Semiblind subgraph reconstruction in Gaussian graphical models
This work addresses the challenge of subgraph reconstruction in applications like social network analysis and sensor networks, where incomplete data leads to false edges, but it is incremental as it builds on existing Gaussian graphical model methods.
The paper tackles the problem of accurately estimating a subgraph of a Gaussian graphical model when only partial and noisy information about the complementary subgraph is available, as in social networks or sensor networks, and proposes a penalized likelihood approach with a convex-concave iterative optimization algorithm to address this semiblind scenario.

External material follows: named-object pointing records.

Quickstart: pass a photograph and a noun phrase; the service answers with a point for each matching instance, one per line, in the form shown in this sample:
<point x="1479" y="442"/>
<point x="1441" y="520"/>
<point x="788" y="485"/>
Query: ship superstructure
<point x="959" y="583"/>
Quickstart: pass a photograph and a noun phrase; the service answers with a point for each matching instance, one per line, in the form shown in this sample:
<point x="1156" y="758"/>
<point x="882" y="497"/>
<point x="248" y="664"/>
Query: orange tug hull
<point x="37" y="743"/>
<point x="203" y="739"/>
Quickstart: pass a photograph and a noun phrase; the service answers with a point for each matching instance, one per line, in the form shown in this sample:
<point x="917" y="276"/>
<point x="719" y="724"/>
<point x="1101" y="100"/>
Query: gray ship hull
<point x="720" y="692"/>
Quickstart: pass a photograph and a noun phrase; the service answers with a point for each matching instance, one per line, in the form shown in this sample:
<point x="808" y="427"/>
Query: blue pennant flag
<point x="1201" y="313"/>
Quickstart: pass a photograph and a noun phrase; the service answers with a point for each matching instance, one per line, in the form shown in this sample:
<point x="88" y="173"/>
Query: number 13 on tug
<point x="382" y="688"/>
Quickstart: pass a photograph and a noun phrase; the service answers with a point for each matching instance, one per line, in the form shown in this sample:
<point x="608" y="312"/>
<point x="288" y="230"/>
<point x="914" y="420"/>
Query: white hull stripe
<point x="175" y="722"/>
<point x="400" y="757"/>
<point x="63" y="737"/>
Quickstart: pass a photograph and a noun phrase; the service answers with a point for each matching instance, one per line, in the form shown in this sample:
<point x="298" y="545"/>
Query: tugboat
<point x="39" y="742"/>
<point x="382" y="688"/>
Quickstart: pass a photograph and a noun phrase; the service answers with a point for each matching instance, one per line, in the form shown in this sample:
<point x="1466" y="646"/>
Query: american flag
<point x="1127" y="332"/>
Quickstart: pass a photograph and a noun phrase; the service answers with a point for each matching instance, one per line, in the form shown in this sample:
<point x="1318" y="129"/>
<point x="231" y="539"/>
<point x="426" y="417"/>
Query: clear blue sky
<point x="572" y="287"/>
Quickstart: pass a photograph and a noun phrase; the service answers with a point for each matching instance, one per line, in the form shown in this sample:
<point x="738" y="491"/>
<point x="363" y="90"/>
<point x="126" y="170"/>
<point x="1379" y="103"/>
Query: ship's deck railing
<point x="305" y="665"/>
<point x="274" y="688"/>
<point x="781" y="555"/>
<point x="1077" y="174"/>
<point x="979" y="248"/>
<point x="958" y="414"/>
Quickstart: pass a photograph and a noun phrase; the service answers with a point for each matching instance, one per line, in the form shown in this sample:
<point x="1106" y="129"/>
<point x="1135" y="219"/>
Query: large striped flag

Consider a social network where only a few nodes (agents) have meaningful interactions in the sense that the conditional dependency graph over node attribute variables (behaviors) is sparse. A company that can only observe the interactions between its own customers will generally not be able to accurately estimate its customers' dependency subgraph: it is blinded to any external interactions of its customers and this blindness creates false edges in its subgraph. In this paper we address the semiblind scenario where the company has access to a noisy summary of the complementary subgraph connecting external agents, e.g., provided by a consolidator. The proposed framework applies to other applications as well, including field estimation from a network of awake and sleeping sensors and privacy-constrained information sharing over social subnetworks. We propose a penalized likelihood approach in the context of a graph signal obeying a Gaussian graphical models (GGM). We use a convex-concave iterative optimization algorithm to maximize the penalized likelihood.